Trump understands these simple facts of life, and everyone else who condemns him for not being for free trade is just being ignorant (and, I believe, willfully so - they’re not that stupid, they just think that everyone else IS).
Odd no in school taught any of the vast down of free trade like de industrialization.
If all other admonitions fail, remember- ABC!
Anyone But Clinton!
“Odd no in school taught any of the vast down of free trade like de industrialization”
Nothing. I don’t get it.
You tell us. Maybe "traditional Republican candidate acceptable to conservatives" is a better way of putting it than "traditional conservative."
If you're saying they weren't all traditional Republican candidates or acceptable to conservatives, you could be right.

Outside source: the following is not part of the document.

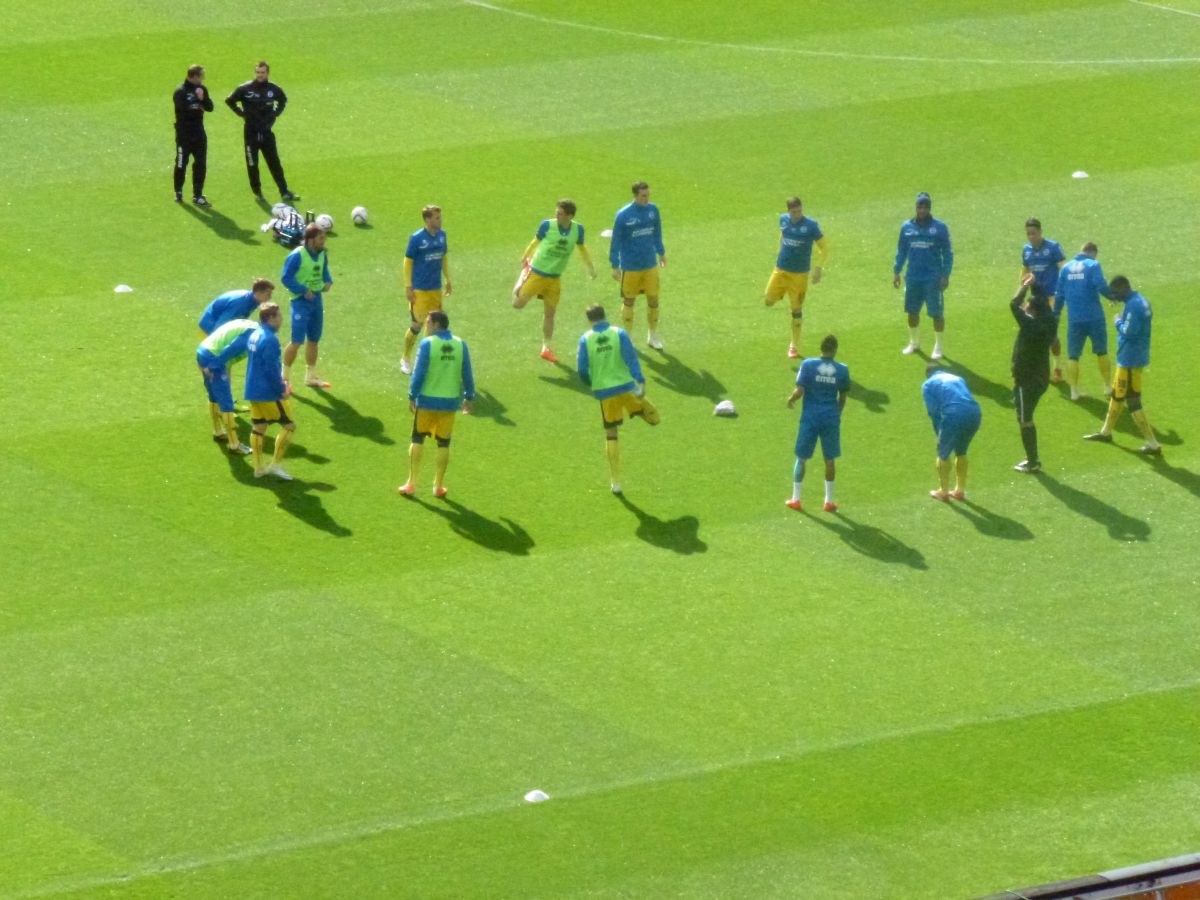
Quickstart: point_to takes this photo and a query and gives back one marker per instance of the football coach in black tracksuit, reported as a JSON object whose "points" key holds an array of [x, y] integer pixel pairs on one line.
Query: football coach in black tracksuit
{"points": [[192, 101], [259, 102], [1031, 364]]}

If you're saying that all of them weren't traditional Republican candidates acceptable to Republicans, that could be going too far.
Good article.
Your source please? Because this is what he wrote in 2008:
McCain for President
By Charles Krauthammer
Friday, October 24, 2008
Contrarian that I am, I’m voting for John McCain.
From http://www.washingtonpost.com/wp-dyn/content/article/2008/10/23/AR2008102302867.html
Yep
None of my family want to vote for him and we are conservative.One part of the family will vote against him because they think he will blow us up.
My point is that NONE of them are “traditional conservatives”. I take issue with the author’s suggestion that the recent run of Republican candidates come anywhere close to that standard.
Your description “traditional Republican candidate acceptable to conservatives” is almost there. I would say “marginally acceptable” instead. That would perfectly describe those candidates.
Implied in my comment is the obvious lack of electoral success experienced by the people I mentioned (Bush II barely made it in, and Bush I couldn’t make it on his own). I forgot to include Dole, he belongs there as well.
In this day and age, “traditional Republicans marginally acceptable to conservatives” aren’t likely to ever become president.
I had high hopes that Cruz was going to be the traditional conservative who is also electable, but he succeeded only in driving people away from him, in stark contrast to the Reagan phenomenon.
Trump is neither a traditional Republican nor is he a traditional conservative.
But he has other things going for him that put him far ahead of his Republican rivals, and hopefully will allow him to forever erase the Clinton/Obama stain on our country.
What else is he going to say publicly? He wanted to keep his Fox job. Sarah Palin was just too icky for him to support. Jerk.
I provided a source about Krauthammer, in his own words, voting for McCain in 2008. Since you didn’t provide a source, I can only surmise you don’t have one.
So you think his dislike of Palin (who was only going to be a mere vice president) was enough for him to vote for a man he despised to become president with all the power that entails and then to lie about it? That doesn’t even make sense.
Well said. If Trump could hammer at the horrible Hillary/Obama economy, and leave these side issues alone, I believe he could - will win!
Yes, just as I believe he’ll either go for Hillary or probably sit home. I don’t like him, I don’t trust him, and By Golly, I’m standing by my opinion!